LLM-Shearing: AssertionError: Currently only supports dynamic loading from each domain for once.
When I use a single node, 8*A100 80G configuration, I find that an error occurs:
LLM-Shearing/llmshearing/datasets/streaming_da │
│ taset.py:46 in generate_work │
│ │
│ 43 │ │ List[List[int]]: The epoch for each domain of data (num physical nodes, │
│ 44 │ │ ranks per node, workers per rank, batches per worker, batch size). │
│ 45 │ """ │
│ ❱ 46 │ assert epoch == 0, "Currently only supports dynamic loading from each domain for onc │
│ 47 │ # Ensure that num_canonical_nodes has been set. │
│ 48 │ if dataset.num_canonical_nodes is None: │
│ 49 │ │ raise RuntimeError(f'`num_canonical_nodes` can never be None. ' + │
╰───────────────────────────────────────────
AssertionError: Currently only supports dynamic loading from each domain for once.

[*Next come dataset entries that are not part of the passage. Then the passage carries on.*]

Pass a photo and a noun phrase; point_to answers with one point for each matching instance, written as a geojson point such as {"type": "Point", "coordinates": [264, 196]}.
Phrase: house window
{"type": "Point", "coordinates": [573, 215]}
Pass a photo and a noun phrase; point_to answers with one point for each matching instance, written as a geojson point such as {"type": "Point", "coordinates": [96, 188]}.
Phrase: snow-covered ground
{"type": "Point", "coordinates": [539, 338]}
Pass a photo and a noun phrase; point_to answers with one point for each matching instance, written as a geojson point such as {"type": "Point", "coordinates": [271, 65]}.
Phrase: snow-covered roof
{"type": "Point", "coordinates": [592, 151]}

If I delete "assert epoch == 0, “Currently only supports dynamic loading from each domain for once.”, i will cause another error in
# Currently only supports dynamically loading data from each domain for once.
# Issues could occur if one domain of data is used up.
while True:
proportion = self.proportion
stream_id = np.random.choice(range(self.num_streams), 1, p=proportion)[0].item()
domain_sample_id = sample_ids_per_stream[stream_id]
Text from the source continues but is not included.